Deep Abstaining Classifier: Label denoising for Deep Learning
PyTorch implementation of the deep abstaining classifier (DAC) from the ICML 2019 paper:
Combating Label Noise in Deep Learning Using Abstention, Sunil Thulasidasan, Tanmoy Bhattacharya, Jeff Bilmes, Gopinath Chennupati, Jamaludin Mohd-Yusof
The DAC uses an abstention loss function for identifying arbitrary and systematic label noise while training deep neural networks. For example, in the "random monkeys" experiment from the paper, all the monkey images in the train-set have their labels randomized. During prediction, the DAC abstains on most of the monkey images in the test-set.

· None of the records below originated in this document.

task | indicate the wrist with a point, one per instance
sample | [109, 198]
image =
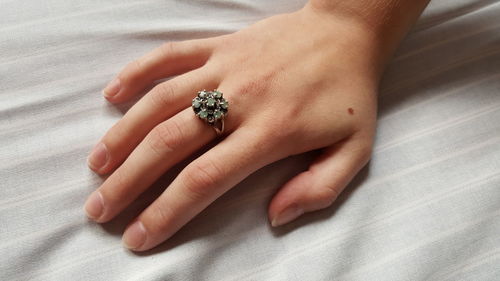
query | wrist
[382, 24]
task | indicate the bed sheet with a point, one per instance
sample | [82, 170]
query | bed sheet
[427, 207]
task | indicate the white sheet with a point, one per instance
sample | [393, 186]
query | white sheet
[426, 208]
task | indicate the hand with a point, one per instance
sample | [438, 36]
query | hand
[294, 82]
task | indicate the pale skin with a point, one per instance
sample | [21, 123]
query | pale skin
[295, 82]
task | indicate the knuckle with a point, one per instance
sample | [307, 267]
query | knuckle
[201, 177]
[365, 151]
[326, 196]
[163, 94]
[117, 193]
[168, 48]
[133, 70]
[166, 136]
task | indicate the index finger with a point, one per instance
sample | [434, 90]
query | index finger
[198, 185]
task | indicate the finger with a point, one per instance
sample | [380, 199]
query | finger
[169, 59]
[318, 187]
[161, 103]
[166, 145]
[198, 185]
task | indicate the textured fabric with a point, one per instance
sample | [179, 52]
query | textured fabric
[427, 207]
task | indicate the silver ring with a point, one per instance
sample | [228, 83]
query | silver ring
[211, 107]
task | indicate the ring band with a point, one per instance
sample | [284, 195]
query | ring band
[211, 107]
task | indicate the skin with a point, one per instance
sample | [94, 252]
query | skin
[295, 82]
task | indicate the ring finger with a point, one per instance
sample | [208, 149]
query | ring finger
[164, 146]
[161, 103]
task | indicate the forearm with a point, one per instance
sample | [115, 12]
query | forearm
[388, 21]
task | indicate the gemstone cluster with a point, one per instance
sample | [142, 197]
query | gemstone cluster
[210, 106]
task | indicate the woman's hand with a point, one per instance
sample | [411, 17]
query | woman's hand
[294, 82]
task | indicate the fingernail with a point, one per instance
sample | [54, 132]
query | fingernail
[98, 157]
[135, 235]
[112, 88]
[94, 205]
[288, 215]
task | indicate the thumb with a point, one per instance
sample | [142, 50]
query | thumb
[318, 187]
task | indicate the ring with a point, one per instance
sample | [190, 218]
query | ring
[211, 107]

To re-run the random monkeys experiment described in the paper,
- download the STL-10 dataset from https://cs.stanford.edu/~acoates/stl10/
data/train_y_downshifted_random_monkeys.binto the STL-10 data directory
and then run as follows:
python train_dac.py --datadir <path-to-stl10-data> --dataset stl10-c --train_y train_y_downshifted_random_monkeys.bin --nesterov --net_type vggnet -use-gpu --epochs 75 --loss_fn dac_loss --learn_epochs 20 --seed 0
- Python 2.7
- PyTorch 1.0.1
This is open source software available under the BSD Clear license;
© (or copyright) 2019. Triad National Security, LLC. All rights reserved.
This program was produced under U.S. Government contract 89233218CNA000001 for Los Alamos National Laboratory (LANL), which is operated by Triad National Security, LLC for the U.S. Department of Energy/National Nuclear Security Administration. All rights in the program are reserved by Triad National Security, LLC, and the U.S. Department of Energy/National Nuclear Security Administration. The Government is granted for itself and others acting on its behalf a nonexclusive, paid-up, irrevocable worldwide license in this material to reproduce, prepare derivative works, distribute copies to the public, perform publicly and display publicly, and to permit others to do so.